In questi mesi sono state presentate in Parlamento e ancora non discusse tre proposte per l’introduzione del reddito minimo in Italia: una del Partito Democratico, una del Movimento 5 Stelle ed una di Sinistra Ecologia e Libertà, le prime due proposte di legge d’iniziativa parlamentare, l’ultima invece una proposta di legge d’iniziativa popolare, che ha raccolto oltre 50 mila firme di cittadini italiani. La prima considerazione da fare è che l’entità della misura nei tre testi di legge risulta molto simile, delle differenze maggiori si riscontrano invece nei criteri dei accesso per risultare beneficiari. Innanzitutto il testo di legge del M5S non prevede restrizioni legate alla condizione lavorativa (non fa accenno a situazioni di disoccupazione, precarietà inattività), prevedendo quindi un criterio più largo legato esclusivamente alla cittadinanza e alla necessità dei giovani compresi tra i 18 ed i 25 anni di possedere un titolo di studio riconosciuto dall’Ue. Per quanto riguarda i criteri reddituali di accesso alla misura, essi variano dall’indice Isee della proposta del Pd, al reddito personale imponibile di Sel al reddito netto annuo del M5S.
Sebbene spesso il dibattito intorno al reddito minimo si concentri esclusivamente sui costi della misura, sarebbe altresì utile un’analisi dell’impatto che il reddito avrebbe sulla povertà e la diseguaglianza in Italia. Secondo una simulazione che condotta utilizzando i dati della Banca d’Italia su “I bilanci delle famiglie italiane 2010”, costruendo un modello di simulazione statistica molto semplice è possibile notare come l’indice di Gini (una misura della diseguaglianza che varia da 0 ad 1 e si riduce se il trasferimento di reddito avviene dal più ricco al più povero), passerebbe da un dato iniziale (situazione italiana al 2010) dello 0,3309 ad un valore che potrebbe addirittura scendere allo 0,328, una riduzione importante per un paese diseguale come il nostro. Ovviamente l’impatto di ogni misura di reddito minimo dipende da come essa viene formulata. Rimodulando alcuni aspetti delle misure e dei criteri di accesso, si potrebbero determinare dei cambiamenti sulle stime di costo, come ad esempio la definizione di condizioni patrimoniali aggiuntive ai criteri reddituali (elementi fondamentali che mancano completamente nei testi di legge di Sel e del M5S e che sono al più compresi nell’indice Isee della proposta Pd); la subordinazione dell’accesso al beneficio a particolari percorsi di formazione e di politiche attive del lavoro (elemento che manca nel testo di legge del M5S); le stime di costo andrebbero invece riviste a rialzo in caso di introduzione di soglie di deducibilità per i redditi da lavoro; idem con l’introduzione di soglie di deducibilità spese per l’affitto o per il pagamento di mutua abitazione; concorso al finanziamento del sistema delle regioni su strumenti di reddito indiretto (accesso ai trasporti, ai servizi culturali, sostegno all’affitto ecc..).

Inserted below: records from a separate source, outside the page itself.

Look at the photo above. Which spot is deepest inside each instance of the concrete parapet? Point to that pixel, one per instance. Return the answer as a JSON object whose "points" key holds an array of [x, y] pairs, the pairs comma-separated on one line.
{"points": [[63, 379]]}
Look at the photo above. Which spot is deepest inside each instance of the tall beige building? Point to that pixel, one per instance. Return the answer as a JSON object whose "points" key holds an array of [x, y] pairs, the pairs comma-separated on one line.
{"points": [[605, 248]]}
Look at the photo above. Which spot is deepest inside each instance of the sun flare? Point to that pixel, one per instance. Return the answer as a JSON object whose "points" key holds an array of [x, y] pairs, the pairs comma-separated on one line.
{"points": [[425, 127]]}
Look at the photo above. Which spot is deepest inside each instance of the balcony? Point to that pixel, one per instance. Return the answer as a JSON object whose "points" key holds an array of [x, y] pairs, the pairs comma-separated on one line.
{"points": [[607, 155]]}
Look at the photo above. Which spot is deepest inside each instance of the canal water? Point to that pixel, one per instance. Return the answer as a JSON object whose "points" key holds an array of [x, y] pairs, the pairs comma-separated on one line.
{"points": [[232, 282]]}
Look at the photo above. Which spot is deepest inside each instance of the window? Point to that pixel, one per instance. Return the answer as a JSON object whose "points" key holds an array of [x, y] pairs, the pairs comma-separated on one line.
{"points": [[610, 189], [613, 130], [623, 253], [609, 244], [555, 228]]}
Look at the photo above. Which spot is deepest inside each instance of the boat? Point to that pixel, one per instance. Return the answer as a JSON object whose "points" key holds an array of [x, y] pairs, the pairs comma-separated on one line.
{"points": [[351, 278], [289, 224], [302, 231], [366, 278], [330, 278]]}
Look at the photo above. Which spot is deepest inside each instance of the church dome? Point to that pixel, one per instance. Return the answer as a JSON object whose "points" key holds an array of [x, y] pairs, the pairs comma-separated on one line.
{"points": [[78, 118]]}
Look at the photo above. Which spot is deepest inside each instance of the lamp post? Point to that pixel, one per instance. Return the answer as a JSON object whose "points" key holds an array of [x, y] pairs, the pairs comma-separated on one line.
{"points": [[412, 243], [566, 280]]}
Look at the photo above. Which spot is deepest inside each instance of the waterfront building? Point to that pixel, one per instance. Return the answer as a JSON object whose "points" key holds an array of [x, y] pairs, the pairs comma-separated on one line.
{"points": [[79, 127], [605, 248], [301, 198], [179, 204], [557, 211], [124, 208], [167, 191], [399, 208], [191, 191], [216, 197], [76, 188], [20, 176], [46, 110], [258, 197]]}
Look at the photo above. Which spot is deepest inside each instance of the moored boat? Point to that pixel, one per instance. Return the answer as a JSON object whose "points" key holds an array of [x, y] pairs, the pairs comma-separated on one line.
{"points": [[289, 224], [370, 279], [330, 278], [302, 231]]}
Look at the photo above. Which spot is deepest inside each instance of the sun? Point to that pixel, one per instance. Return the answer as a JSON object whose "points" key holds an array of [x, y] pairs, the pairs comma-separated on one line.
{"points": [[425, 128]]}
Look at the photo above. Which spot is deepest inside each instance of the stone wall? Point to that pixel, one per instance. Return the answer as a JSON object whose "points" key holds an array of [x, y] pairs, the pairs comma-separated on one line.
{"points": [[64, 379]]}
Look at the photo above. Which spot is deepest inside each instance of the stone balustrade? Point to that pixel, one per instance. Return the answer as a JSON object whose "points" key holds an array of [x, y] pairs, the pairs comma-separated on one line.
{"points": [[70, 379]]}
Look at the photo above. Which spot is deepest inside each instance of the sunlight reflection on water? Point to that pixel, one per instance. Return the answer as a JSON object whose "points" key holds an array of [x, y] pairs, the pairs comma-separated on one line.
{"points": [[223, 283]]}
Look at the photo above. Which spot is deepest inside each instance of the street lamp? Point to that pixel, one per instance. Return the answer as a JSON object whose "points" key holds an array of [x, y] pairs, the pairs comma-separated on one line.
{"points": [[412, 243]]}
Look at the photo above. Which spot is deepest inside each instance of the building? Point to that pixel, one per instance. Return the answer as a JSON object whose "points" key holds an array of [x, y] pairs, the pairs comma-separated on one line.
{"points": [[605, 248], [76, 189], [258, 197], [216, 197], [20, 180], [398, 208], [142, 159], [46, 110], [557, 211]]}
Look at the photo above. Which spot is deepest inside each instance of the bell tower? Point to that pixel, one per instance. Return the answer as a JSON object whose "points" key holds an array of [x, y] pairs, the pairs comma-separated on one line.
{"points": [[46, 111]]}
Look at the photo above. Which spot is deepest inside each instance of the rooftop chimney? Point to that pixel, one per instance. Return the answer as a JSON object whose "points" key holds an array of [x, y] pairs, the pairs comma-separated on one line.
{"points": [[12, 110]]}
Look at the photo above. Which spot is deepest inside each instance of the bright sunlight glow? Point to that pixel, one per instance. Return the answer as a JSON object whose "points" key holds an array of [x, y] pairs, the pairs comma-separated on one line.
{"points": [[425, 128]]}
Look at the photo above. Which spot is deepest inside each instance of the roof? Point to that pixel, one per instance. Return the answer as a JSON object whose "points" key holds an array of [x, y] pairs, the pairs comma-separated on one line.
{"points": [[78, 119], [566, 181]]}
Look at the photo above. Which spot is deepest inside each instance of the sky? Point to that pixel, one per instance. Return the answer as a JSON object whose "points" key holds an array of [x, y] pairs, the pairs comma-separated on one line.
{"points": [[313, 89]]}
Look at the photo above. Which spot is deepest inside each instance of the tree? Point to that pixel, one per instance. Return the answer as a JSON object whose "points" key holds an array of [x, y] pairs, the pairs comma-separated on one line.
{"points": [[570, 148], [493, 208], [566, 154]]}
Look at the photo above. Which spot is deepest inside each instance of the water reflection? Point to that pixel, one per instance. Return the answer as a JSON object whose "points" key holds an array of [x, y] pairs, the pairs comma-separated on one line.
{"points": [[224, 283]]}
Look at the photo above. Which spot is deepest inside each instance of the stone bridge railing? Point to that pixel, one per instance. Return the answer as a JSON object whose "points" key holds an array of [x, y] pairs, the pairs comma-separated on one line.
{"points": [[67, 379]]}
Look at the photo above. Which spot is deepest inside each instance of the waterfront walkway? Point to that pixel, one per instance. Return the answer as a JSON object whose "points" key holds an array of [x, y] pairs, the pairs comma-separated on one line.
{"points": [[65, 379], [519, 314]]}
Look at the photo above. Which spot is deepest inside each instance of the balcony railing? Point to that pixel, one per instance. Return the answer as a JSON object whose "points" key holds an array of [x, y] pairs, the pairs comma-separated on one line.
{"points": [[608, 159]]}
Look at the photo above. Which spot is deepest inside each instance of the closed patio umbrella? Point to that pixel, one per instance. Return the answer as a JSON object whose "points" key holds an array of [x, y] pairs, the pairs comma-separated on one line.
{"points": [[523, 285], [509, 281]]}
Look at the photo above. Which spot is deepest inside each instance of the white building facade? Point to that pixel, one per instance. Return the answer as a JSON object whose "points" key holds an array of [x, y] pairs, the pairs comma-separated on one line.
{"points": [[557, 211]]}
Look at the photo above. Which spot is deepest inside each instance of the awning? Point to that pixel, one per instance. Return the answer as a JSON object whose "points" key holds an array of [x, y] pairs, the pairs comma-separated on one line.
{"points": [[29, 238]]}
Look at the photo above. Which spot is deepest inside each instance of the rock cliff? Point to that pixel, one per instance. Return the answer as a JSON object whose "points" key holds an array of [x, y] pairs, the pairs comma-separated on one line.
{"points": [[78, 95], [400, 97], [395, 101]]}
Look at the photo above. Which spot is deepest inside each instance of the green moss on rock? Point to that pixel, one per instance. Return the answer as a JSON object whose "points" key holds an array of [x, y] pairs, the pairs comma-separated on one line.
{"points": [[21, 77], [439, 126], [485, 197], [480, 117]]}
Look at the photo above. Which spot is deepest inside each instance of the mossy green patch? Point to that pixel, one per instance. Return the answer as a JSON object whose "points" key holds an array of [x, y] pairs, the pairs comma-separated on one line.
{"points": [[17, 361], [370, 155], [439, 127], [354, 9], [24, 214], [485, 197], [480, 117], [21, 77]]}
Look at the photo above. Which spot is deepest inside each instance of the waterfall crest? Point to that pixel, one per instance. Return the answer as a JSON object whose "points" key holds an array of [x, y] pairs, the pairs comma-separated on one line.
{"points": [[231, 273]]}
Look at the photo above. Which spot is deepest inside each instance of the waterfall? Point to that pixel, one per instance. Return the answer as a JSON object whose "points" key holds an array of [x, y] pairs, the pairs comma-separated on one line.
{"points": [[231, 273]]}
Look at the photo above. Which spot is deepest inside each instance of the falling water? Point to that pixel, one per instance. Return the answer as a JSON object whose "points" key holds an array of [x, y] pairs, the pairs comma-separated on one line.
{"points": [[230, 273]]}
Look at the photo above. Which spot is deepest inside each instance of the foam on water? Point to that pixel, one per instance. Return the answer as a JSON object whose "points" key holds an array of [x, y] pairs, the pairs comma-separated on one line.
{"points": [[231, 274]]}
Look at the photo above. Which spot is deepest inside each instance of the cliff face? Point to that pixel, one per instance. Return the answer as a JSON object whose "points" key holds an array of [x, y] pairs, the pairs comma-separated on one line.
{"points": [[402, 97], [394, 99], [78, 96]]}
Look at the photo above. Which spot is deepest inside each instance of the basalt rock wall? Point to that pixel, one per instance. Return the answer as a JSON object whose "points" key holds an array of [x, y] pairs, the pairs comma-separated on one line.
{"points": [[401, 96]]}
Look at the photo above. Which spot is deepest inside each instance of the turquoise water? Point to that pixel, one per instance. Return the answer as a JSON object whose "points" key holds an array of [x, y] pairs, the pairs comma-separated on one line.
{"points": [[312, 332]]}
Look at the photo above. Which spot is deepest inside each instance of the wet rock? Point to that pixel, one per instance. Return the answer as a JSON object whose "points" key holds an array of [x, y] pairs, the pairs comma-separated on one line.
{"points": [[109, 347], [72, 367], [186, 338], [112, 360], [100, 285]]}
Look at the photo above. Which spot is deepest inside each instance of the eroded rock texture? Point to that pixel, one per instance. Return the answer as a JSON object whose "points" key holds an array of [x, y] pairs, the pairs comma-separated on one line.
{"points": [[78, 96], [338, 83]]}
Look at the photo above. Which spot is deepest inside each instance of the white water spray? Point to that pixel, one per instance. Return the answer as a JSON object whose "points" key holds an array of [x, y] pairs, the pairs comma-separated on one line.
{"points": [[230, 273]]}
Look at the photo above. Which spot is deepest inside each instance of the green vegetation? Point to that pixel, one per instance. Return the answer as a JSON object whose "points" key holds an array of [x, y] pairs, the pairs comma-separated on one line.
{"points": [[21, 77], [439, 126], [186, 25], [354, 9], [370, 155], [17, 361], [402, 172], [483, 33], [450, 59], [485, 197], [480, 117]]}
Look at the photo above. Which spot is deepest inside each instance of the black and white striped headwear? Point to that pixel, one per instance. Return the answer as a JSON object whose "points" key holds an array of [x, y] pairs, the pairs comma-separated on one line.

Sul piano strettamente operativo occorrerebbe un sistema snello di raccolta delle domande e delle informazioni, necessarie all’istruttoria, con rapida definizione delle procedure e sollecita predisposizione dei pagamenti dovuti.
Un ultimo aspetto fondamentale, sul quale le forze politiche non hanno ancora dato una risposta sufficiente è la questione di una titolarità individuale del beneficio, completamente indipendente dal nucleo familiare. Ciò costituirebbe un vero e proprio avanzamento dei principi del welfare italiano, ad oggi familista e assistenziale.